Australian laws criminal penalties of up to 20 years in gaol on anybody who “engages in foreign interference.” But the way the law is written makes it very difficult to determine precisely what activities the prohibition extends to.
As always, the Hon Gareth Evans’ recent letter about the foreign interference registration requirements was a good read. (“Gareth Evans versus the Surveillance State: application of the Foreign Influence Transparency Scheme” by John Menadue, Pearls & Irritations, 23 July 2021). The federal Attorney-General’s Department appears, without prompting, to have written to Mr Evans suggesting that he had registration obligations under the Foreign Influence Transparency Scheme Act 2018 (Cth) “relating to speaking roles you have undertaken at certain overseas events, and roles you have undertaken for international bodies.”

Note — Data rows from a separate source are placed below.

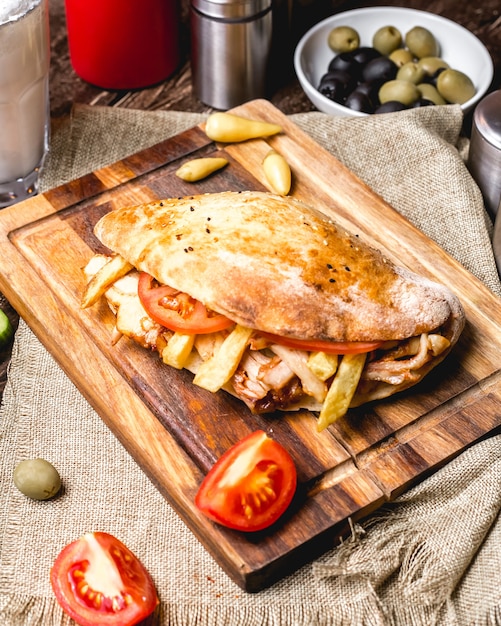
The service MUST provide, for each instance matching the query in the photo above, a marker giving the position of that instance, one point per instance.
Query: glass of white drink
(24, 96)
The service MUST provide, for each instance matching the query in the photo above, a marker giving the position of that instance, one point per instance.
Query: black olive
(380, 69)
(422, 102)
(334, 89)
(345, 77)
(364, 54)
(345, 63)
(390, 107)
(371, 90)
(358, 101)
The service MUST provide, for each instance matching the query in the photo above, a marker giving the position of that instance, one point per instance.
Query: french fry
(114, 269)
(342, 389)
(323, 365)
(178, 349)
(220, 367)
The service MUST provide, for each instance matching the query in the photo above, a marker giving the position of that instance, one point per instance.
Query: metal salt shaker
(230, 50)
(484, 160)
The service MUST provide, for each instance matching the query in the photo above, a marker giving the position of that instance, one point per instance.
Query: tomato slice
(330, 347)
(97, 580)
(250, 486)
(176, 310)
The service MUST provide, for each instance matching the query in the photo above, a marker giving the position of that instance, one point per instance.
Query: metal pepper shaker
(484, 158)
(230, 50)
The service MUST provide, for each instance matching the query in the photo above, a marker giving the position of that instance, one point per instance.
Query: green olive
(37, 478)
(455, 86)
(411, 72)
(343, 39)
(429, 92)
(401, 56)
(421, 42)
(387, 39)
(400, 91)
(432, 64)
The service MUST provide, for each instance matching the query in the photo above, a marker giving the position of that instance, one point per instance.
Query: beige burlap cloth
(432, 557)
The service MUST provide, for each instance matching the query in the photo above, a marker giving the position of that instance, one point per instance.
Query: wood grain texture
(176, 431)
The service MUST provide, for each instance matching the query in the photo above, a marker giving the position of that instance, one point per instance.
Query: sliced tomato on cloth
(250, 486)
(98, 581)
(176, 310)
(329, 347)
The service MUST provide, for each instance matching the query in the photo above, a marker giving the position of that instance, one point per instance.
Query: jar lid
(231, 9)
(487, 118)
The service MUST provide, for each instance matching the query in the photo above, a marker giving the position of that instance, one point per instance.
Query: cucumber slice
(6, 330)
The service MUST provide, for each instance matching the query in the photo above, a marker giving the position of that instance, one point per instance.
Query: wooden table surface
(66, 88)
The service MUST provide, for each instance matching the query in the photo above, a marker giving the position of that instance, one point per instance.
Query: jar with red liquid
(122, 45)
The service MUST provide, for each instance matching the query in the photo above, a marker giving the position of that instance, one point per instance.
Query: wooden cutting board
(176, 431)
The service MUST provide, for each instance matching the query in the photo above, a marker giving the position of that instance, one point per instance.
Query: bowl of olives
(385, 59)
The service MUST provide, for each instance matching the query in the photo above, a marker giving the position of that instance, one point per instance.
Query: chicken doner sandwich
(262, 296)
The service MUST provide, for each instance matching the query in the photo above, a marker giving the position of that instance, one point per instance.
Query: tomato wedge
(176, 310)
(250, 486)
(329, 347)
(97, 580)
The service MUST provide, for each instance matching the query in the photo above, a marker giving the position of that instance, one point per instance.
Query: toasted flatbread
(276, 268)
(274, 264)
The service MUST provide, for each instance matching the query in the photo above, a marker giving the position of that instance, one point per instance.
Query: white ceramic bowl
(458, 46)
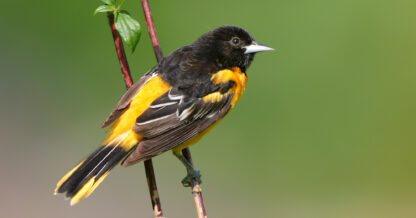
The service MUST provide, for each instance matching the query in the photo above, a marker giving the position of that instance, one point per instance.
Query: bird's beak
(256, 47)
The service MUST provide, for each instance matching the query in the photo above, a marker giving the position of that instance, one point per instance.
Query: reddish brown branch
(150, 175)
(152, 30)
(196, 189)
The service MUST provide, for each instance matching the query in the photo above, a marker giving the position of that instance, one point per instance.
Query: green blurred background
(326, 127)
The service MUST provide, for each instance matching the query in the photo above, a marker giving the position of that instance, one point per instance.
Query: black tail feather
(96, 165)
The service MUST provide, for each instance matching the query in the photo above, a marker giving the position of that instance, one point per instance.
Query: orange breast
(236, 75)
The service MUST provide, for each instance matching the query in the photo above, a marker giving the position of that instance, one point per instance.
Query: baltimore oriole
(171, 107)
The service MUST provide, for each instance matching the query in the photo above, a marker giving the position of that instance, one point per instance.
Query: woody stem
(150, 175)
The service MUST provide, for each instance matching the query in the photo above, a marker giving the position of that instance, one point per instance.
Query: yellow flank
(213, 97)
(66, 177)
(122, 129)
(236, 75)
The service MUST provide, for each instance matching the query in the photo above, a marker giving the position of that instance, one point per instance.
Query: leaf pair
(128, 28)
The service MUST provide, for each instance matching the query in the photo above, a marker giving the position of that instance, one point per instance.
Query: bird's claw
(193, 174)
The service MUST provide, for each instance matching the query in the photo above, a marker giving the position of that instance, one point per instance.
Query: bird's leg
(192, 173)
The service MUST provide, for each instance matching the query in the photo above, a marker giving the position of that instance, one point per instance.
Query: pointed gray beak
(256, 47)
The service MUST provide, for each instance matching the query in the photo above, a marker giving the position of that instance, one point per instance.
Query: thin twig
(196, 189)
(150, 175)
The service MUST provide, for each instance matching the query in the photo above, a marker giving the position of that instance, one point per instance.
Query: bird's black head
(229, 46)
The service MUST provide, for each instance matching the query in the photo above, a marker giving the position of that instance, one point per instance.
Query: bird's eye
(235, 40)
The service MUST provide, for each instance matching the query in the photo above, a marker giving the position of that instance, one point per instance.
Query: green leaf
(128, 28)
(120, 3)
(104, 8)
(109, 2)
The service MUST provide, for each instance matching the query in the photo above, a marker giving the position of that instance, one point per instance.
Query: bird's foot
(192, 174)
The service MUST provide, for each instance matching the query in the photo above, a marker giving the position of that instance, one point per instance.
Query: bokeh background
(326, 127)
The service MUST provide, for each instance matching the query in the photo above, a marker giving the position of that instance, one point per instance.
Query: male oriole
(171, 107)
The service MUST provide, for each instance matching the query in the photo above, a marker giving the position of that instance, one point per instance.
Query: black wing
(172, 120)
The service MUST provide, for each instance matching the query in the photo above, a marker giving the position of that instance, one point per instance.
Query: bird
(170, 107)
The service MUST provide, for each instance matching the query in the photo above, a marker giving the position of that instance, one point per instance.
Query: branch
(196, 189)
(150, 175)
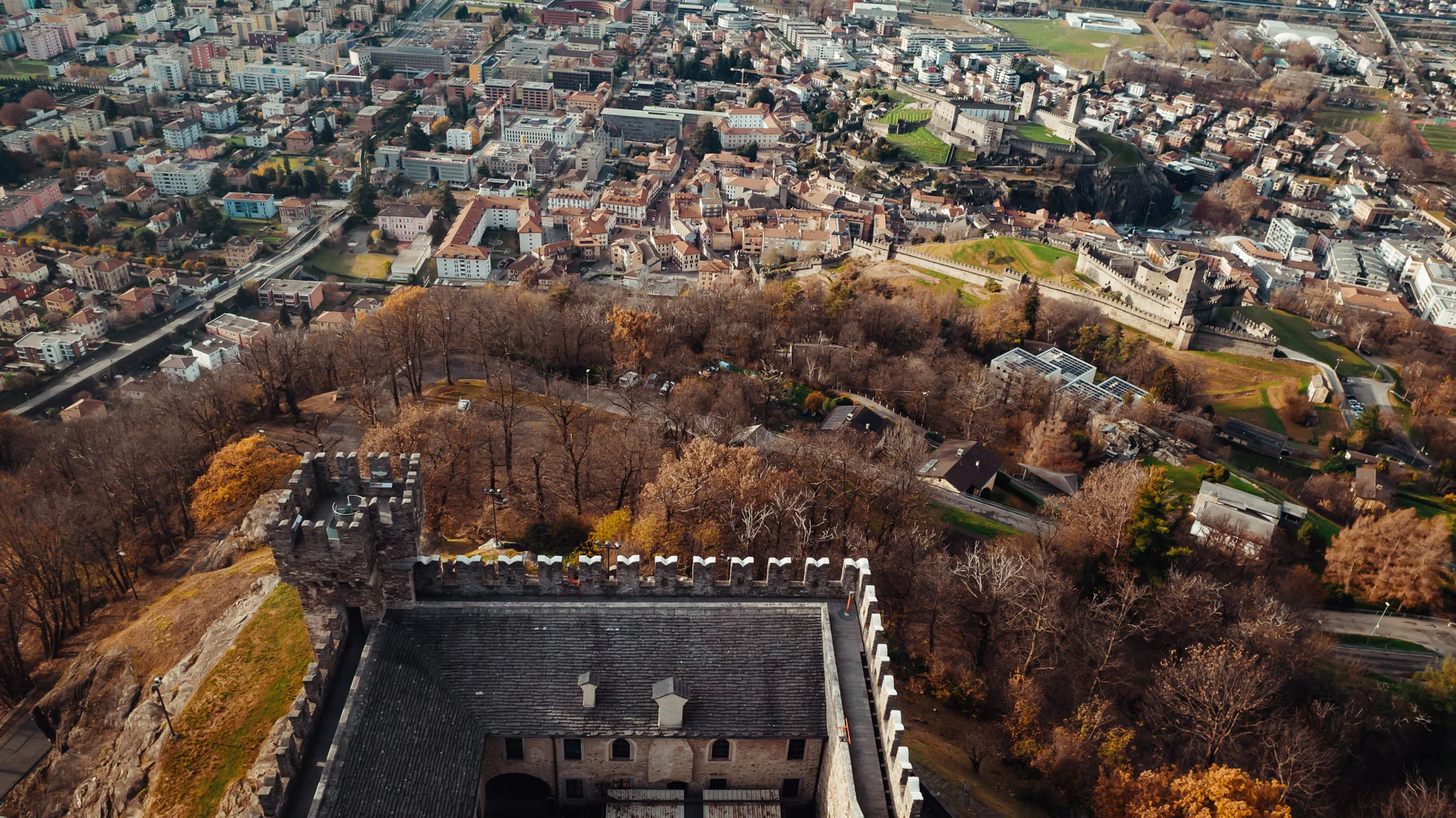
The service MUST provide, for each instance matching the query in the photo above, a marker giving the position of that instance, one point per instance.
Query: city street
(95, 365)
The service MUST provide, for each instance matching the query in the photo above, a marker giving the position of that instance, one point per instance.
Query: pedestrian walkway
(871, 779)
(20, 750)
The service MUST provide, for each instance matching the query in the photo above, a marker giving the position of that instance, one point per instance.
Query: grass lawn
(234, 709)
(1078, 49)
(937, 738)
(952, 286)
(973, 523)
(1383, 642)
(24, 69)
(905, 114)
(1346, 120)
(1125, 153)
(1040, 134)
(1296, 334)
(370, 267)
(922, 146)
(1025, 256)
(1440, 137)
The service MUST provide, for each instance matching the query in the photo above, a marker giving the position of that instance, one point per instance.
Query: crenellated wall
(343, 530)
(475, 577)
(289, 745)
(905, 785)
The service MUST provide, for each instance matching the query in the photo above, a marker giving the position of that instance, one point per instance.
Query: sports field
(1440, 139)
(1078, 49)
(922, 146)
(1025, 256)
(1040, 134)
(24, 69)
(905, 114)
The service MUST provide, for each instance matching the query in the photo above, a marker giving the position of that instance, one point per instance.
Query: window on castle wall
(797, 748)
(620, 750)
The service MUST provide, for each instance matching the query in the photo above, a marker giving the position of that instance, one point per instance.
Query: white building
(259, 77)
(169, 72)
(185, 180)
(1283, 236)
(1435, 287)
(180, 367)
(535, 130)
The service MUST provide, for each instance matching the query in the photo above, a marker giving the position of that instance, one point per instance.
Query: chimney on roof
(670, 696)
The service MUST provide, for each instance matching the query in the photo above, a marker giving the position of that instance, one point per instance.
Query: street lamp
(497, 501)
(156, 691)
(607, 546)
(1381, 619)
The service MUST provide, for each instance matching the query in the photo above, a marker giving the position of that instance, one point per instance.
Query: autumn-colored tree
(637, 332)
(1216, 792)
(38, 99)
(237, 475)
(12, 114)
(1050, 446)
(1095, 520)
(1397, 556)
(1207, 699)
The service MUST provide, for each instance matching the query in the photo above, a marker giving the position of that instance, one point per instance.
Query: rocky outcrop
(251, 533)
(1128, 196)
(109, 731)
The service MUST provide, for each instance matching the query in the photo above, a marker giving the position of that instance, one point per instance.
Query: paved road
(1019, 520)
(20, 750)
(99, 364)
(1439, 636)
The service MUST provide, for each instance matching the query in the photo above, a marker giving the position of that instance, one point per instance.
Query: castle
(523, 686)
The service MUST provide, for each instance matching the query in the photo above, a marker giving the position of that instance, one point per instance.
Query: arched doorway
(517, 795)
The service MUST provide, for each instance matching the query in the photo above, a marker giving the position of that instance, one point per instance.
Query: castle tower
(347, 536)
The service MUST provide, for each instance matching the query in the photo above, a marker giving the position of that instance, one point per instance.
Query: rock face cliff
(1128, 196)
(109, 731)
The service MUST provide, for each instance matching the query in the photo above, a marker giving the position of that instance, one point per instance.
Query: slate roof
(438, 679)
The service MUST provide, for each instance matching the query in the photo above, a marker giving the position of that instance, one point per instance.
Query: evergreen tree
(1152, 544)
(1165, 386)
(707, 140)
(364, 199)
(1031, 308)
(447, 205)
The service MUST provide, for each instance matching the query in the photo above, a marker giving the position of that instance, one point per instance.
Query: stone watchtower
(348, 539)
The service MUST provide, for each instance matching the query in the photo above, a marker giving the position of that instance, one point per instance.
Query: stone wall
(755, 763)
(475, 577)
(1117, 310)
(905, 786)
(1220, 340)
(836, 797)
(278, 766)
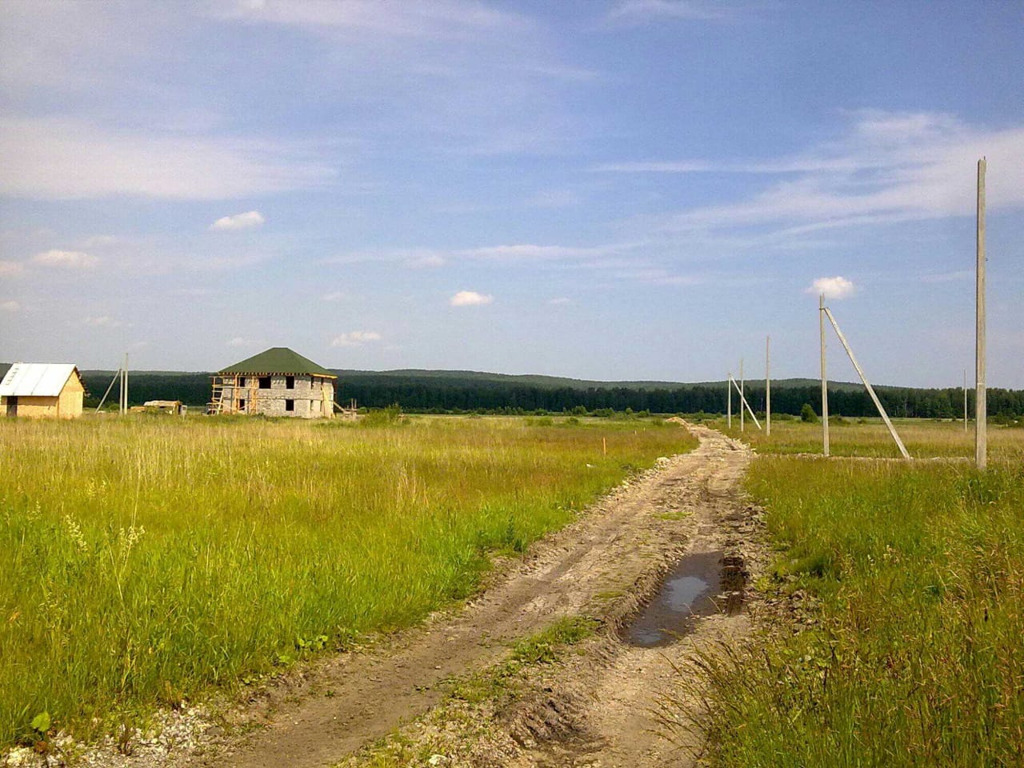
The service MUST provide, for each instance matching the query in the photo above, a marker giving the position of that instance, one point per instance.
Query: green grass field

Mr Evans responded that he regarded the communication as a joke, albeit one in very poor taste. He acknowledged that he had indeed been associated with scores of international organizations in speaking, writing and occasional small advisory roles. He listed some of those bodies and referred to a listing of others on his website. He added that “every international organization with which I have been even marginally associated has been devoted, as I have been throughout my many decades of public life, to making our region or the wider world safer and saner, through improving the quality of peace and security decision making and/or advancing human rights and humanitarian goals.”
But there are further important aspects to the issues raised in the correspondence.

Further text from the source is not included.